EDF chief says no delay to UK nuclear plans
EDF’s chief executive insisted yesterday that the firm’s plans for nuclear power in the UK would not be delayed after the crisis at the earthquake-hit Fukushima plant in Japan.
“[O]ur plans, to be clear, are undimmed because UK needs nuclear. And the question for me is not to make a pause.” Vincent de Rivaz told the Andrew Marr show.
“What we have said through years of debate – and it was a very open debate – is that nuclear is not the single solution, but there is no solution without nuclear.”
EDF owns 14 nuclear reactors in the UK and hopes to bring four more online from 2017.
However, energy secretary Chris Huhne reiterated that nuclear power could become more difficult to fund in the UK in the wake of the crisis in Japan.
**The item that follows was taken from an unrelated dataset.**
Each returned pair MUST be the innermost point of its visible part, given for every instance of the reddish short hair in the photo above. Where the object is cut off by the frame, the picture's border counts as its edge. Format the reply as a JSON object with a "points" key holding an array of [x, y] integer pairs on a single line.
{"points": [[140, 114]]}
In Japan, white smoke was still escaping from reactor 3 at the Fukushima Daiichi nuclear plant, and the International Atomic Energy Agency said the situation remains very serious.
Workers successfully linked several reactors to power cables last night, raising hopes that the internal cooling systems can be brought back into use.
More than 21,000 people are now officially dead or missing, and fears of contamination grew after the authorities found higher than normal radioactivity in raw milk and spinach plants in the Fukushima area.